L’operazione incluse raid a Barcellona, Girona, Tarragona, Porto e Panama. Due sospetti furono arrestati in Portogallo, uno in Spagna e un altro a Panama. La polizia ha detto che due dei sospetti si erano recentemente trasferiti fuori dalla Spagna ma continuavano a coordinare l’operazione di frode dall’estero.

Durante le perquisizioni, gli investigatori hanno sequestrato 15 computer, più di 170 smartphone e altri dispositivi elettronici ritenuti essere stati utilizzati per eseguire migliaia di transazioni finanziarie fraudolente. Le autorità hanno inoltre congelato circa 3 milioni di euro (3,4 milioni di dollari) di proventi penali, che hanno detto potrebbero essere restituiti alle vittime man mano che il processo legale prosegue.
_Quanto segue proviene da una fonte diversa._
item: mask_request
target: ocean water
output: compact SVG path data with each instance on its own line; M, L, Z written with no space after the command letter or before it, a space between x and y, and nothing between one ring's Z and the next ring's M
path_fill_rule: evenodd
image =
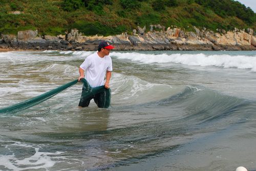
M93 52L0 53L0 108L78 78ZM111 107L78 83L0 115L0 170L256 170L256 52L112 51Z

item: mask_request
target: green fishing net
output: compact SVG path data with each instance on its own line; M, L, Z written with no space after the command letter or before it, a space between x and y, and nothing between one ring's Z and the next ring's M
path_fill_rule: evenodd
M78 82L77 80L74 80L25 102L0 109L0 113L16 112L36 105L75 85ZM84 79L81 79L80 82L83 83L80 102L94 99L98 107L103 108L108 108L110 107L111 98L110 89L107 89L104 87L104 86L92 88ZM80 106L80 103L79 106Z

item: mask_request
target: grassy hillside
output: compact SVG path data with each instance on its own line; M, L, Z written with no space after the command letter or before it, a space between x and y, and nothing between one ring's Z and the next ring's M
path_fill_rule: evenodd
M56 35L76 28L86 35L108 36L158 24L193 31L193 26L255 30L256 15L233 0L0 0L3 34L38 29Z

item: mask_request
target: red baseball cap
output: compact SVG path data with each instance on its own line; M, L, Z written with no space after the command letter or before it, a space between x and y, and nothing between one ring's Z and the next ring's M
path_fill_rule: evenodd
M109 42L107 42L105 41L102 41L100 42L99 44L99 48L108 48L109 50L112 50L115 48L112 45L110 45Z

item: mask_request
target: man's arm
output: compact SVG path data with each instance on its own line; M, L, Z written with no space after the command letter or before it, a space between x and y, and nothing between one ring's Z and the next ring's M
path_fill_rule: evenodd
M80 81L80 80L84 78L84 70L79 67L79 71L80 77L78 78L78 81Z
M107 70L106 74L106 82L105 82L104 84L105 88L110 88L109 83L111 78L111 71L109 71Z

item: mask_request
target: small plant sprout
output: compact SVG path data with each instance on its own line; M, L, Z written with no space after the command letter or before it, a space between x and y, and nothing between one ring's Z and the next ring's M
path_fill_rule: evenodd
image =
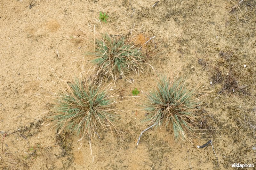
M187 134L193 133L200 117L198 111L202 102L196 89L186 85L182 79L173 76L160 80L148 95L145 107L148 114L143 122L152 125L146 130L164 124L172 129L176 140L188 139Z
M102 13L101 11L100 11L100 17L99 17L99 18L100 20L107 23L107 19L108 18L108 16L107 15L106 13L104 12Z
M142 72L141 65L144 57L140 49L126 38L124 34L116 36L106 33L96 40L93 54L98 58L93 62L98 65L98 74L115 81L131 70L139 75Z
M76 79L66 86L55 96L52 106L54 114L51 117L58 135L70 130L83 137L89 135L91 139L99 126L116 129L113 124L116 112L110 107L115 99L108 97L107 90L102 89L98 82L93 78Z
M133 96L138 96L140 92L137 90L137 88L135 88L132 91L132 93Z

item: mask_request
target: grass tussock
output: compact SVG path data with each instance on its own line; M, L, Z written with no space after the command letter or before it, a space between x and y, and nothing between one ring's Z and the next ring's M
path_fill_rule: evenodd
M104 34L95 40L93 62L98 67L98 74L114 80L125 73L132 70L139 74L143 70L144 61L139 48L132 43L132 38L122 34L117 35Z
M193 133L202 102L196 90L181 78L163 77L148 95L144 122L173 130L175 139L188 139Z
M53 123L58 129L58 134L64 130L77 135L91 136L101 126L107 130L114 125L116 118L111 105L114 99L107 95L98 82L91 78L75 79L61 88L56 93L52 106Z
La polizia sostiene che l’organizzazione abbia utilizzato sofisticate tecniche di ingegneria sociale per ingannare le aziende e farle trasferire denaro su conti controllati dal gruppo. Negli attacchi di compromessa email aziendali, i cybercriminali solitamente si spacciano per dirigenti, fornitori o partner aziendali fidati per convincere i dipendenti a reindirizzare pagamenti legittimi verso conti bancari fraudolenti.

L’indagine è stata supportata da Europol e dalle autorità di polizia in Portogallo e Panama. La polizia spagnola ha affermato che la cooperazione internazionale è essenziale perché l’organizzazione operava in più giurisdizioni, utilizzando conti bancari stranieri, società di comodo e muli di denaro per spostare fondi illeciti e complicare le indagini finanziarie.

Le autorità non hanno rivelato l’identità dei sospetti né confermato se siano previsti ulteriori arresti. L’indagine continua mentre gli investigatori analizzano i dispositivi elettronici sequestrati e i registri finanziari per identificare altri membri della rete e determinare l’intera portata della presunta operazione di frode.